题目链接:uva 1291 - Dance Dance Revolution
题目大意:有一台跳舞机,中间位置是0,然后从0的右边开始顺时针分别是1,2,3,4;从0到1,2,3,4要消耗2点体力;每个位置到斜角的消耗的体力为3点(例如1到2,4);到对角消耗的体力4点(1到3);原地不动消耗的体力为1;现在题目给出一个序列是要求踩的位置,两只脚的初始位置都在0,在跳得过程中不能两只脚同时放在一个位置上,求消耗的最小体力值。
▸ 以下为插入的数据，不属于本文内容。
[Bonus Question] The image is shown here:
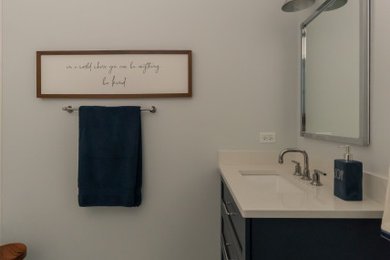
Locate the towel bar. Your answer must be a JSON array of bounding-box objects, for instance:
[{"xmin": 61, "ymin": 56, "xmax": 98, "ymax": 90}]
[{"xmin": 62, "ymin": 105, "xmax": 157, "ymax": 113}]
解题思路:dp[i][l][r]表示在第i个目标位置,左脚在l上,右脚在r上的最小体力值。
#include <stdio.h>
#include <string.h>
#include <algorithm>
using namespace std;
const int N = 1005;
const int M = 10;
const int INF = 0x3f3f3f3f;
int n, dp[N][M][M], val[M][M], p[N];
bool init() {
n = 1;
while (scanf("%d", &p[n]) == 1 && p[n]) n++;
n--;
for (int i = 1; i < 5; i++) {
val[i][0] = val[0][i] = 2;
val[i][i] = 1;
}
val[1][2] = val[1][4] = val[2][1] = val[2][3] = 3;
val[3][2] = val[3][4] = val[4][3] = val[4][1] = 3;
val[1][3] = val[3][1] = val[2][4] = val[4][2] = 4;
return n > 1;
}
int solve () {
memset(dp, INF, sizeof(dp));
dp[0][0][0] = 0;
for (int i = 1; i <= n; i++) {
int u = p[i];
for (int l = 0; l < 5; l++) {
for (int r = 0; r < 5; r++) {
if (u != r)
dp[i][u][r] = min(dp[i][u][r], dp[i-1][l][r] + val[l][u]);
if (u != l)
dp[i][l][u] = min(dp[i][l][u], dp[i-1][l][r] + val[r][u]);
}
}
}
int ans = INF;
for (int i = 1; i < 5; i++) {
for (int j = 1; j < 5; j++) ans = min(ans, dp[n][i][j]);
}
return ans;
}
int main () {
while (init()) {
printf("%d\n", solve());
}
return 0;
}